Au lendemain de la proclamation des résultats officiels de l’élection présidentielle du 28 décembre, l’ancien président guinéen Alpha Condé a publiquement rejeté le scrutin remporté par le chef de la transition Mamadi Doumbouya, crédité de plus de 86 % des voix selon la Direction générale des élections (DGE).
Dans une déclaration diffusée sur sa page Facebook, Alpha Condé a dénoncé une « mascarade électorale », saluant le boycott qu’il considère comme « un acte de lucidité et de courage » de la part des électeurs. Il conteste ainsi le taux de participation de 80,95 % annoncé par la DGE, jugeant le processus entaché d’irrégularités et organisé par la junte au pouvoir depuis le coup d’État du 5 septembre 2021.
L’ancien président a dressé un portrait critique de la situation économique et sociale du pays, évoquant une crise de liquidités, un effondrement de l’économie et une inflation liée, selon lui, au recours massif à la planche à billets. Il accuse également les autorités de transition d’enrichissement illicite, de violations des droits humains et d’arrestations arbitraires ciblant ses anciens collaborateurs.

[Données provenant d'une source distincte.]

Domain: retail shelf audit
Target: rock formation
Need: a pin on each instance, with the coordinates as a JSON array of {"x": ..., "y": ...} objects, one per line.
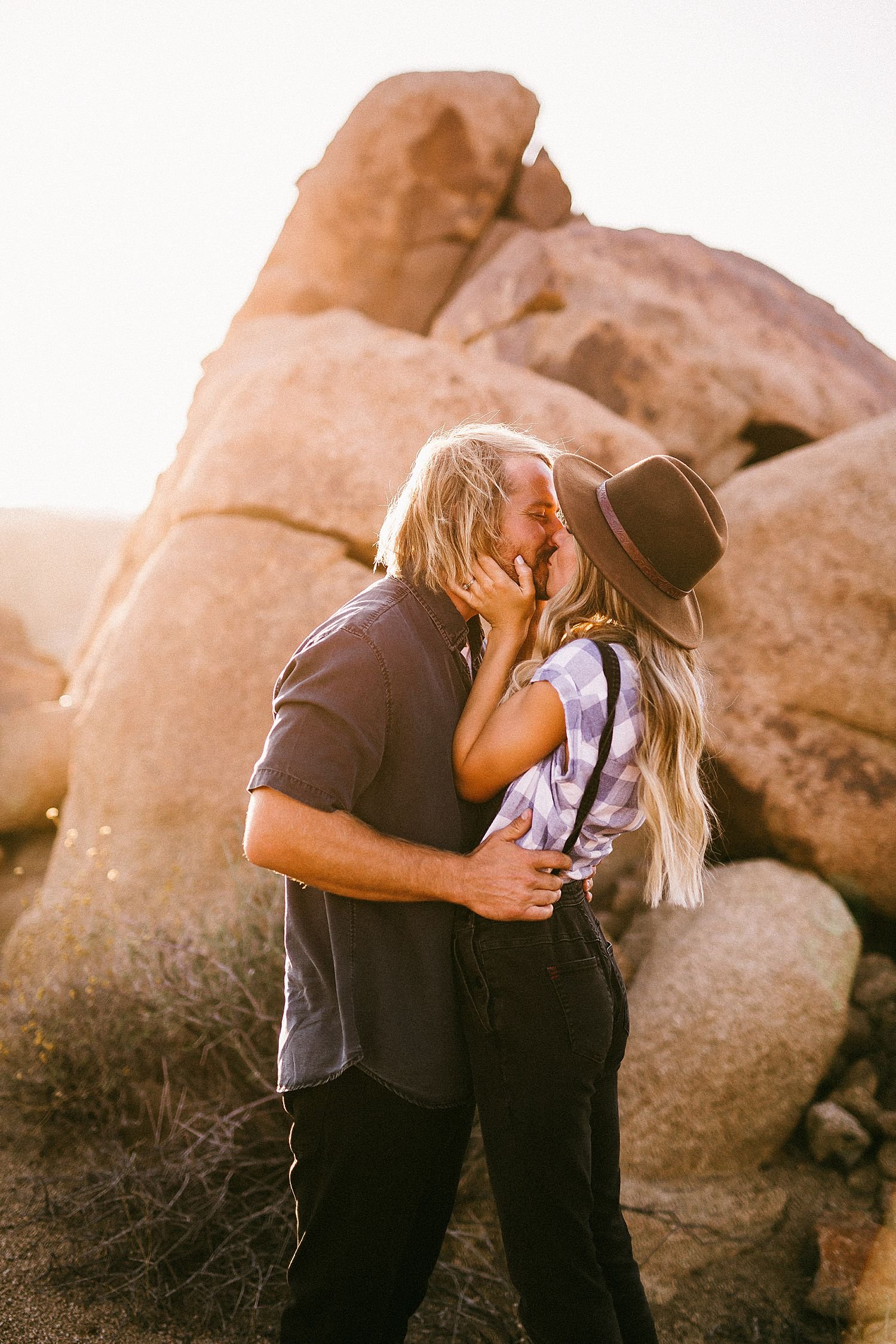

Alpha Condé a rappelé ses réalisations passées, notamment la reprise du gisement de fer de Simandou et des projets d’infrastructures routières, ferroviaires et énergétiques, et a dénoncé l’annulation de certains projets stratégiques par le pouvoir en place, qu’il attribue à des « intérêts personnels ».
S’adressant aux forces armées guinéennes, il les a appelées à un « choix historique », les exhortant à servir le peuple plutôt que le régime en place. Il a mis en garde contre un climat de peur qu’il décrit comme un « instrument de gouvernance », marqué par des enlèvements, des assassinats et des disparitions.
L’ancien président a conclu en appelant les Guinéens à défendre leurs droits et leur dignité, annonçant que 2026 serait « l’année du changement » pour le pays. Alpha Condé, renversé par un coup d’État, avait quitté la Guinée en août 2024 pour des raisons médicales.